Allah-u Teâlâ kuran- kerimde kendi kitabını şifa olarak tanıtıyor (İsra/82). Şifa derken bazı Müslümanların anladığı şekilde şu hastalığa bu hastalığa şifa demiyor. Onun şifası inançsızlık, dini yanlış anlama ve Allah’ı yanlış tanıma hastalığına yöneliktir. Lakin bazı hastalar/hastalıklar vardır ki tedavi ol(a)maz. Çünkü kişi tedavi olmaya hevesli değildir. Bunun için ne yaparsanız yapın hastalık iyileşmez iyileşmek de istemez. Bu iyileşmeyen hastalıklardan biriside kuran-ı kerim’i Allah-u Teâlâ’nın muradından başka anlamlarda anlama ve anlatma hastalığıdır. Bu hastalığın nüksettiği konulardan biriside Hz âdem ve iblis kıssasında geçer.

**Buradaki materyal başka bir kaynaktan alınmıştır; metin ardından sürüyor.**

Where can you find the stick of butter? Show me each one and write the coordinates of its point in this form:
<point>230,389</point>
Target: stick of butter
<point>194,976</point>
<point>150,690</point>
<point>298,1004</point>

Hepimizin bildiği gibi Kuran-ı keriminin üçte biri kıssalardan oluşuyor ve Kuran-ı kerimle muhatap olan herhangi bir kişinin karşısına ilginçtir, ilk önce Hz âdem ve iblis kıssası çıkar. Bu kıssada tevhit, ulûhiyet, itaat, imtihan, ikinci bir şans, af ve mağfiret başta olmak üzere çok değişik konulara yer verilir. Bu kıssada değinilecek bu kadar konu varken nedense birçok kıssacı ya da vaaz hoca efendiler iblisin secde etmemesi üzerine yoğunlaşırlar. Mal bulmuş magrib misali konuyu namaza bağlarlar ve iblisin kovulmasının sebebinin secde etmemesi olduğu ballandıra ballandıra anlatırlar.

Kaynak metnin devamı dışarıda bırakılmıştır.